Newsiness
The news this week was not "news" in the classic sense -- something that happened that you didn't know about beforehand -- but it was news nonetheless....
June 29, 2006
The news this week was not "news" in the classic sense -- something that happened that you didn't know about beforehand -- but it was news nonetheless. Novell and Intel both had plenty going on, and come to think of it, Novell's decision to replace CEO Jack Messman with Ron Hovsepian does qualify as news under that definition. It looks as if Hovsepian will continue Messman's push to develop Linux as the company's core focus and enable the channel to move SUSE Linux more simply to you-the-customer, and that part at least is no surprise.
Neither is the pre-release of SUSE Linux 10 that you can test-drive free from the Novell website. You knew version 10 was on the way and that you might be able to get your hands on a working version ahead of time, so no surprises there. Nor was Intel's batch of announcements a major shock. We've known about the Woodcrest update to the Xeon family of processors, and likewise for Montecito, the first dual-core Itanium 2 for the high-end market. But what all these anticipated announcements can tell us is that each company is pressing forward in a way that could indicate future health and growth in markets that are highly competitive for both -- server hardware market share against AMD in the case of Intel, and the software competition against other flavors of Linux as well as Windows for Novell.

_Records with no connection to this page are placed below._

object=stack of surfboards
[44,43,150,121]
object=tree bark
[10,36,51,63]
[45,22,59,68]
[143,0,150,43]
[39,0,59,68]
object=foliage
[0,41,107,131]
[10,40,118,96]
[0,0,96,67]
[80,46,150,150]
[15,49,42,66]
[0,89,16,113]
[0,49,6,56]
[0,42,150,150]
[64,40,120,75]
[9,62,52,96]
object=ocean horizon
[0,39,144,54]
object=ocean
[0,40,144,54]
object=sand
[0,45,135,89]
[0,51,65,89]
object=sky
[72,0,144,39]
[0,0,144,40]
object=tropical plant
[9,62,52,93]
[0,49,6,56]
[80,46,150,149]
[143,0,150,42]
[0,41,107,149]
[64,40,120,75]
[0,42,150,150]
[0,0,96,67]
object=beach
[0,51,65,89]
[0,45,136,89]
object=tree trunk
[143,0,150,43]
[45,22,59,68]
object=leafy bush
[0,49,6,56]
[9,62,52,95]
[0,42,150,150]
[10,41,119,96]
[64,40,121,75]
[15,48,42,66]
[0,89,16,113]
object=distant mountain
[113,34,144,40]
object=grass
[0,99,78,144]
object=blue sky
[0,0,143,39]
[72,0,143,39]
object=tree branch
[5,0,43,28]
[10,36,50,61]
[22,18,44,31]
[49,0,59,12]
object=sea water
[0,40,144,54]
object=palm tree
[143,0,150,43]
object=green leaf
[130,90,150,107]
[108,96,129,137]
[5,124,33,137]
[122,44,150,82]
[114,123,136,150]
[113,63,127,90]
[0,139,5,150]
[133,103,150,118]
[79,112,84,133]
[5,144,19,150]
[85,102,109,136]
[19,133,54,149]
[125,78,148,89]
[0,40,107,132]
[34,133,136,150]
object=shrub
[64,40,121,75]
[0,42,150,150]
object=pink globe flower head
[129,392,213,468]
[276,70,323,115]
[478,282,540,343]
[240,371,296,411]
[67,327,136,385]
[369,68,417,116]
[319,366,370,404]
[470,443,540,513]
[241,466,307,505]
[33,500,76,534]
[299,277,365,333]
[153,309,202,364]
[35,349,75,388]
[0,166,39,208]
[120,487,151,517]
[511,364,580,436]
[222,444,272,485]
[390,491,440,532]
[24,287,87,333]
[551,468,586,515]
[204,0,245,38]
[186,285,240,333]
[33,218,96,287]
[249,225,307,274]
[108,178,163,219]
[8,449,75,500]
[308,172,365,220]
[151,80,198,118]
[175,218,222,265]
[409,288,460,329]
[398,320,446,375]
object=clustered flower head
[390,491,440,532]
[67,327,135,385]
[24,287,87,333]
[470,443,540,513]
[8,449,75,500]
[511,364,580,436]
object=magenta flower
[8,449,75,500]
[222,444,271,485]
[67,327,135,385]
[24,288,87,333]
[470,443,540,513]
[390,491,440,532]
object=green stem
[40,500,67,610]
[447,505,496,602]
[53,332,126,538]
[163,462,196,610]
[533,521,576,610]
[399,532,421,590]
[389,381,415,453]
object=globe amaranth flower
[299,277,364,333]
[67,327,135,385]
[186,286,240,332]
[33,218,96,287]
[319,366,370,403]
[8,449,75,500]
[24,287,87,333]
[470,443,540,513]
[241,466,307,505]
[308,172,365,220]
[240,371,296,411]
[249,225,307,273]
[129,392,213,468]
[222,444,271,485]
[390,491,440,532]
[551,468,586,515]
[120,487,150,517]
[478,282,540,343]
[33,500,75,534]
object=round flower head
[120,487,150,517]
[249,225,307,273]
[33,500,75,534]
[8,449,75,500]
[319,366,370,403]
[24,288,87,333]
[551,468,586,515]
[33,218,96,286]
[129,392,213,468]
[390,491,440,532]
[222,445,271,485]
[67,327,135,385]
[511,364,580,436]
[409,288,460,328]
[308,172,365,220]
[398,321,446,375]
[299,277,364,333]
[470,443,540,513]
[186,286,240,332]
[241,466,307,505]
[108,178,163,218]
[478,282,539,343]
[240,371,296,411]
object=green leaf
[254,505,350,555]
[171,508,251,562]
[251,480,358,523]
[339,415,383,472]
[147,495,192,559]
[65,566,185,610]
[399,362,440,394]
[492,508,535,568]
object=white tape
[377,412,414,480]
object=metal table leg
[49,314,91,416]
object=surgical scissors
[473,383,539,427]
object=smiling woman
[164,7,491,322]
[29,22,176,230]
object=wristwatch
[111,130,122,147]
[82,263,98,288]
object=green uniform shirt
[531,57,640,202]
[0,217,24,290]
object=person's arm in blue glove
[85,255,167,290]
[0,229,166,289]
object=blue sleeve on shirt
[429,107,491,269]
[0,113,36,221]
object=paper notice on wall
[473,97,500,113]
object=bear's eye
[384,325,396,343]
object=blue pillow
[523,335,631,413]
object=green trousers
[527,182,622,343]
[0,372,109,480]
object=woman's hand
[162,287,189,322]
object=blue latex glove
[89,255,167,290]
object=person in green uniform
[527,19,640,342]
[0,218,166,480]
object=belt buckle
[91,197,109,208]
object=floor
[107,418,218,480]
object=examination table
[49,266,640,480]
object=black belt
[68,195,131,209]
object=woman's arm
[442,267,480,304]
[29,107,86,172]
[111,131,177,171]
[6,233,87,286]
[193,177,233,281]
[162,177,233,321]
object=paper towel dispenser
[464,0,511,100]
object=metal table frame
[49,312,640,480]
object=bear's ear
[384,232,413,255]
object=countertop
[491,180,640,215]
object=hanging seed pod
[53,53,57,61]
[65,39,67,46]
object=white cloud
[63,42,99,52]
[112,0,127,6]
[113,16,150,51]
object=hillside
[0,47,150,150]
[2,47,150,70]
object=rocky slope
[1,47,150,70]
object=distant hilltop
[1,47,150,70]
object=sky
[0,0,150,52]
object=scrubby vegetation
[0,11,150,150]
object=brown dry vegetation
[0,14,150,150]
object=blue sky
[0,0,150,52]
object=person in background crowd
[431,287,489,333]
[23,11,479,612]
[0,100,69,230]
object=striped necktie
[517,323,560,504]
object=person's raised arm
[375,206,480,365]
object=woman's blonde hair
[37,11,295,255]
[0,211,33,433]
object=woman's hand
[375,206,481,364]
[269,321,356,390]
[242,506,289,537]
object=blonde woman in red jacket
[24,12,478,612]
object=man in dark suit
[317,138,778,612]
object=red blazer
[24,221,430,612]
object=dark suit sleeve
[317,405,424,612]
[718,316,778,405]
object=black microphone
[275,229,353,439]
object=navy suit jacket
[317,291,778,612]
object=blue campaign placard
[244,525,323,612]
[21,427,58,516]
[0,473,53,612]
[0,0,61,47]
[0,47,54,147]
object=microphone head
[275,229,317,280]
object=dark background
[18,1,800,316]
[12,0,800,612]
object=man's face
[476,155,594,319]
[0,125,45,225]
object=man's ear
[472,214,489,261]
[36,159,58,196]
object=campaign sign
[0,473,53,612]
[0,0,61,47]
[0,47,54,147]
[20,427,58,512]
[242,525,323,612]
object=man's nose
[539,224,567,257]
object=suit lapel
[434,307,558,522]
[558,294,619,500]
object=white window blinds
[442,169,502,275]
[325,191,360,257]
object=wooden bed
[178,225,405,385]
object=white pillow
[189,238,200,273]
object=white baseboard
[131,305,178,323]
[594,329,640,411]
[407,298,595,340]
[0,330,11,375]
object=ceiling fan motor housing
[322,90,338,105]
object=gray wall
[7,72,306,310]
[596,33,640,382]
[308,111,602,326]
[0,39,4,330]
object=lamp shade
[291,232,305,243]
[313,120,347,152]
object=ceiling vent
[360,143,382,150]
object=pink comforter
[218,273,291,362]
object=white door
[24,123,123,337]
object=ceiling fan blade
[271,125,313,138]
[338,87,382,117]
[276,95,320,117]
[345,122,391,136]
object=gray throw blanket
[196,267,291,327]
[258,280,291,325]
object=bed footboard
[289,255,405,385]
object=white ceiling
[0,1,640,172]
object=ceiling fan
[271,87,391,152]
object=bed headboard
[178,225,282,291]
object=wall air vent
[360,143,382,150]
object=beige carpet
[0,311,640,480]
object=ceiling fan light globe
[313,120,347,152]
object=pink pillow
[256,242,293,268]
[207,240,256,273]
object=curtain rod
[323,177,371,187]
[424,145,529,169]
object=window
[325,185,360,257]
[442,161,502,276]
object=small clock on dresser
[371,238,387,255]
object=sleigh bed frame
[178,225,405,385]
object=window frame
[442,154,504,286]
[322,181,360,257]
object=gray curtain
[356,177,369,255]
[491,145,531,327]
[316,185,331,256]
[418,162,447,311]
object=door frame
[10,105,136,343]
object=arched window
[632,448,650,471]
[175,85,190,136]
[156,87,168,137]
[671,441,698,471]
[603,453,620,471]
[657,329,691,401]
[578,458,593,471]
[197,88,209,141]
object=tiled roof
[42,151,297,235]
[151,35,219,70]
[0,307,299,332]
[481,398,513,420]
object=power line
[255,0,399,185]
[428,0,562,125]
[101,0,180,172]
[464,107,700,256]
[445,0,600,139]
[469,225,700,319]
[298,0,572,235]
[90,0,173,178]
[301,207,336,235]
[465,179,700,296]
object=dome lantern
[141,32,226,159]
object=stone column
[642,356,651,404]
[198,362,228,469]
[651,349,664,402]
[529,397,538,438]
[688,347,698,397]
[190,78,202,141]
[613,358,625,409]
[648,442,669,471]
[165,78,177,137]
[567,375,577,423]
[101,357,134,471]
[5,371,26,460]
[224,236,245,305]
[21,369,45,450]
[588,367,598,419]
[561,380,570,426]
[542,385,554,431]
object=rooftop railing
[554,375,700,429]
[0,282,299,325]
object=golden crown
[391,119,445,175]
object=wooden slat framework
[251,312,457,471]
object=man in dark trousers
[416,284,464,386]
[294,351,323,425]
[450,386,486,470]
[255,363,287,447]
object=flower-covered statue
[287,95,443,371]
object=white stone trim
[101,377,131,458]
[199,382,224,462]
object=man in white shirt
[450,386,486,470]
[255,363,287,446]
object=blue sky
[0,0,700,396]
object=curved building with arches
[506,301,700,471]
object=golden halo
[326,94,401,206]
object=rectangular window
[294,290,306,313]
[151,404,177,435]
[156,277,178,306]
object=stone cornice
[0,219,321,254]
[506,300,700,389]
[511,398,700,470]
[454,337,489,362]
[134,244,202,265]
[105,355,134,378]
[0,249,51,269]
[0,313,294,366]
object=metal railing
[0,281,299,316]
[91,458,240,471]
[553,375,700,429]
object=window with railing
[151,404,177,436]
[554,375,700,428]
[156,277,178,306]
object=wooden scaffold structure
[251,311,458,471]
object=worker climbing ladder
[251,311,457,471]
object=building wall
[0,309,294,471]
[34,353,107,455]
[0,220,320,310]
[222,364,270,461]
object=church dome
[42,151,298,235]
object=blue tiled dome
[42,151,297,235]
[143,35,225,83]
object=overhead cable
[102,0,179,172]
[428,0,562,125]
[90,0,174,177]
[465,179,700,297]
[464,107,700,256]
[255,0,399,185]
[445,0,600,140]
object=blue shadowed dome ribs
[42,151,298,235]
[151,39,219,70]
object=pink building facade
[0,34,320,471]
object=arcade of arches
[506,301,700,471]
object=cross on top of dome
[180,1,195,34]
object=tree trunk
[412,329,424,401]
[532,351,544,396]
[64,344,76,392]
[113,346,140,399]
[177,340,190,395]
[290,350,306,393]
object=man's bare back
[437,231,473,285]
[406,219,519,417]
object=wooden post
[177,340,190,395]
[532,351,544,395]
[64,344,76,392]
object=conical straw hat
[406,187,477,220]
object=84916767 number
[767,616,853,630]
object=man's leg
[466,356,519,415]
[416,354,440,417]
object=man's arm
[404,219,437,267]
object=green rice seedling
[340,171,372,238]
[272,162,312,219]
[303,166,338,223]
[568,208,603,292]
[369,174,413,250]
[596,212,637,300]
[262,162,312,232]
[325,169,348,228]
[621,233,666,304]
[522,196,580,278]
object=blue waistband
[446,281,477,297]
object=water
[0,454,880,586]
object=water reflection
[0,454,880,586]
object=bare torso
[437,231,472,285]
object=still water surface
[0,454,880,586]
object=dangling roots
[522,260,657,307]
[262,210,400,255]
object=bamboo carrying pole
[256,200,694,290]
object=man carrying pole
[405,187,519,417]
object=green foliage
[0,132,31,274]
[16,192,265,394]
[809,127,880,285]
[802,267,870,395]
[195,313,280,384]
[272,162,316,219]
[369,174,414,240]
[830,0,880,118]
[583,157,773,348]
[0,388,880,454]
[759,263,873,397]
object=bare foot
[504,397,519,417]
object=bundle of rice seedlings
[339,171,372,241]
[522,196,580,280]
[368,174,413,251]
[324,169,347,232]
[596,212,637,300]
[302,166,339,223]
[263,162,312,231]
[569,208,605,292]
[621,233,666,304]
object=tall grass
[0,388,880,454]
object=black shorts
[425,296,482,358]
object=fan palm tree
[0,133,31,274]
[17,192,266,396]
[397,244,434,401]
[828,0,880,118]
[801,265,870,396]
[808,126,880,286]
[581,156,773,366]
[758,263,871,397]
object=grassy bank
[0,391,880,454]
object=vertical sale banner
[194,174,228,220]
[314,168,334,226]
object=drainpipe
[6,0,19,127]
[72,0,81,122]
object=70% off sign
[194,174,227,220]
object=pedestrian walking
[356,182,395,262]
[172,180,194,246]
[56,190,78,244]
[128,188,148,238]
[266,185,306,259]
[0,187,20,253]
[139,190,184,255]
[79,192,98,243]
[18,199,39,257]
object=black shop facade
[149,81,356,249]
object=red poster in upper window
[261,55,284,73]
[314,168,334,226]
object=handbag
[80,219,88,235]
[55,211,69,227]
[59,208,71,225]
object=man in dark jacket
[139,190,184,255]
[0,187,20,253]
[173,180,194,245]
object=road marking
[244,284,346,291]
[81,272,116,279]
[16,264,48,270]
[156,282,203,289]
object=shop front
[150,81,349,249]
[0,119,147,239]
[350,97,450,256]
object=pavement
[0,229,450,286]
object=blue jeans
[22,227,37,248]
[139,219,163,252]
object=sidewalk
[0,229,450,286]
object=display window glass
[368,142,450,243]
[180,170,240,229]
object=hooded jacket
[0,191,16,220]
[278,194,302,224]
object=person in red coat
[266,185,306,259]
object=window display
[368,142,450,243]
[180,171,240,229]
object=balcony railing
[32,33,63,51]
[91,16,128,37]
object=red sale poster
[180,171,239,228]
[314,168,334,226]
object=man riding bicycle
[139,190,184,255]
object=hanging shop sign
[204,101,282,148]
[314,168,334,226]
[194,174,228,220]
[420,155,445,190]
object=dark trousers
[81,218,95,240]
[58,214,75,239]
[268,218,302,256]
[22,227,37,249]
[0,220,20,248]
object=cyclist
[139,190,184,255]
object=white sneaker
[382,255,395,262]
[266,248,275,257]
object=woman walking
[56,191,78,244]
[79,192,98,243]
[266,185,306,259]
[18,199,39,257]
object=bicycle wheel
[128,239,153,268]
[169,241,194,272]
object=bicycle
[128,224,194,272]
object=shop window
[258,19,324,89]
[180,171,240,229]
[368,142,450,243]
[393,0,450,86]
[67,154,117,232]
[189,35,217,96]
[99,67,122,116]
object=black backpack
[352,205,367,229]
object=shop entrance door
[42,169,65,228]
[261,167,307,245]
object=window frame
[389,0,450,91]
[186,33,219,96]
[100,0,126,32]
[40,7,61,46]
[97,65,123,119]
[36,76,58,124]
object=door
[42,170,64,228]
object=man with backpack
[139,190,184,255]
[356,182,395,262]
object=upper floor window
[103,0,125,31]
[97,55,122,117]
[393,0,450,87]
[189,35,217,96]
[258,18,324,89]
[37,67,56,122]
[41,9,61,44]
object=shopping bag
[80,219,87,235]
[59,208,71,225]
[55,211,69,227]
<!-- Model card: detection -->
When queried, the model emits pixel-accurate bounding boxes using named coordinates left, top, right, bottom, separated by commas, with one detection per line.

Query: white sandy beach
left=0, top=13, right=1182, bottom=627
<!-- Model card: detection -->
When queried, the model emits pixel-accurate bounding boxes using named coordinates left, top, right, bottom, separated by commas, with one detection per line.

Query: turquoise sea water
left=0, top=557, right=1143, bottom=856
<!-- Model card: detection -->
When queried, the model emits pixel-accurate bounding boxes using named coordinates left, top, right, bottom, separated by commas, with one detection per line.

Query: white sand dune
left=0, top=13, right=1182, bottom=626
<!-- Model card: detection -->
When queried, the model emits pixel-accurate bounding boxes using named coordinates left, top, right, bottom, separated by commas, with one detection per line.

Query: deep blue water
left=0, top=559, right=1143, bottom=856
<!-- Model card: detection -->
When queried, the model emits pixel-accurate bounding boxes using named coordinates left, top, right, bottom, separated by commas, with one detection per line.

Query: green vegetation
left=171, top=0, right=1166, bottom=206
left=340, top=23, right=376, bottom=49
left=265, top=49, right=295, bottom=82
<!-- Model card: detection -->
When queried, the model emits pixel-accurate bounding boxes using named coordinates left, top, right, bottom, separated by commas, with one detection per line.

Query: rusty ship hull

That'd be a good thing; I'm not one who likes to see companies wither when they can offer a valuable product that advances your business aims. These are certainly cases where that applies. The health of SUSE Linux surely matters to the thousands of enterprises who have it deployed as their server OS base. And because "faster, more efficient, and cooler is always better" is a rule that generally applies to server hardware, Intel's advances likewise continue to have a benefit to you as you make decisions on your hardware looking outward. The news doesn't always have to be a surprise to be welcome to you and your decision-making processes.